Ей был предложен сияющий бокал, «А я, – завил я, – по старинке!» Она тоже решила по старинке и, легко чокнувшись, отпила символический глоток.
Минуту я смотрел на Катю (а она, довольно улыбаясь, на меня) – вот она в полуметре, такая давно далёкая, а выглядит, как ни странно, и вблизи всё так же: кожа её белая и ровная, безо всякого фотошопа и заметной косметики, ни родинки на ней, ни лишнего прыща или волосика, шея тонкая, под свитерком на ней змеится тонкая цепочка, скорее всего, платиновая, светло-янтарные глаза смеются и живостью искрятся…
– А ты всё такая же, – не удержался я от комплимента, – так же улыбаешься, так же смотришь…

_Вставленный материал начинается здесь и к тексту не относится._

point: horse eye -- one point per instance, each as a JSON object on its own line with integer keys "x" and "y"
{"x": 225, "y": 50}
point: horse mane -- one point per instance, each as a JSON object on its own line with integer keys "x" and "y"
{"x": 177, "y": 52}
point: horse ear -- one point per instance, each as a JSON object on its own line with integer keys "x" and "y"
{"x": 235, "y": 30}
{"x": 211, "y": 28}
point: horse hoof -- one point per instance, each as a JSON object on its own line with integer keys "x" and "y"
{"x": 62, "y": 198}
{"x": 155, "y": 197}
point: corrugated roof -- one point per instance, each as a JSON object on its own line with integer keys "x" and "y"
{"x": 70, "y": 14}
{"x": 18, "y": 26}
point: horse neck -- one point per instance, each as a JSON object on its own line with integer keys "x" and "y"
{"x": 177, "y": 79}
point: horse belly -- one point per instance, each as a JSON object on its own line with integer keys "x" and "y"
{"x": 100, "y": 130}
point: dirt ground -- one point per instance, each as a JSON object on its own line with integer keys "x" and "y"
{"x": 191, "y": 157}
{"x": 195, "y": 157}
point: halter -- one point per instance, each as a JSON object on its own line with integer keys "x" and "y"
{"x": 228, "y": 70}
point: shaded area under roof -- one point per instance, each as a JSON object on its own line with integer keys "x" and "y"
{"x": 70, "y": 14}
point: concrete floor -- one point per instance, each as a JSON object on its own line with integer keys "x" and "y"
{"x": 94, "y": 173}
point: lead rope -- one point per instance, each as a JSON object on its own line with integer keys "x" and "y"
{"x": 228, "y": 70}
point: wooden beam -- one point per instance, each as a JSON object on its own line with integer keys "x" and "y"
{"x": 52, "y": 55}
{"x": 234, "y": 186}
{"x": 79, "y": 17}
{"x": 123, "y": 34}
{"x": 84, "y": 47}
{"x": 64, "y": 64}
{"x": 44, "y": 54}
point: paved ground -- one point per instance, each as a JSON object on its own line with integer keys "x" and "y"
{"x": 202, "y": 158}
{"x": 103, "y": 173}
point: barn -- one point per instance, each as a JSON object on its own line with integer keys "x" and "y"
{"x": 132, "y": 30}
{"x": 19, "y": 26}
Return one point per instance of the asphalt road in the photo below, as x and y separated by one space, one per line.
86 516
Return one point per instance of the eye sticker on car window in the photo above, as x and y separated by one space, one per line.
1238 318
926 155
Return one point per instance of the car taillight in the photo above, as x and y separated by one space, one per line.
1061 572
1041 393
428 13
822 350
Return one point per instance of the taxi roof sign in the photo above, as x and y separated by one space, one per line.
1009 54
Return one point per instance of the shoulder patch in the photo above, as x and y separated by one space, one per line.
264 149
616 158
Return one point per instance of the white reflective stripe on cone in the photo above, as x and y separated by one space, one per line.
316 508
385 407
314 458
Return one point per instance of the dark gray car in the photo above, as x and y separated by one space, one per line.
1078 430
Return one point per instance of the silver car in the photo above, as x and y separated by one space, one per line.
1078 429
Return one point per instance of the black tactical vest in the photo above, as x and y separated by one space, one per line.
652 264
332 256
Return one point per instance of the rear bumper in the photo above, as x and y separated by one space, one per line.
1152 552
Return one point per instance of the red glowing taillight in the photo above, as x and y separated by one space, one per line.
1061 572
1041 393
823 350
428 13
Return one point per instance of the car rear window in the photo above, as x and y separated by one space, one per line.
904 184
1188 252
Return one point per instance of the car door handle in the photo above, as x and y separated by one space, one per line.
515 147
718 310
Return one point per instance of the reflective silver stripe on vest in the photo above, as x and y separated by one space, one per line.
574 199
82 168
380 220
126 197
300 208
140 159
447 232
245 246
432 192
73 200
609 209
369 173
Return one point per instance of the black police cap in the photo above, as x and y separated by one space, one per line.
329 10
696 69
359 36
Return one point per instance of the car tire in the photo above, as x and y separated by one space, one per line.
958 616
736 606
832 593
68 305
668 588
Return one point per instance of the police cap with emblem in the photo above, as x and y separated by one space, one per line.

Она с лёгким одобрением, перемигнув, посмотрела.
Это сейчас все озабочены наложением фильтров на ежеминутные селфи, а тогда… Фотошоп – да, был, но мастерски им владели лишь профи из гламур-журналов, а не девчушки – надцати лет отроду. Да и какие селфи: чем их сымать?.. Даже и «мыльницы» никогда не водилось. Обычных-то фоток у меня, к примеру, за целый год не набиралось и десятка. А то и вообще – два-три снимка в год, включая коллективные, а иногда и вообще по нулям.
Волосы и вблизи шикарны и естественны – светлые, сумбурно вьющиеся – я не понимаю в средствах, краска ли это, флисинг или ещё что, тут важен результат. Мужикам, я думаю, это знакомо: крашеные патлы, все высохшие и блестящие, но спать с такой блондинкой невозможно: уткнёшься носом – как в стекловату или искусственные кудри куклы… Да, как правило, они и выглядят уже примерно так, что можно понять, что ожидает тебя ночью…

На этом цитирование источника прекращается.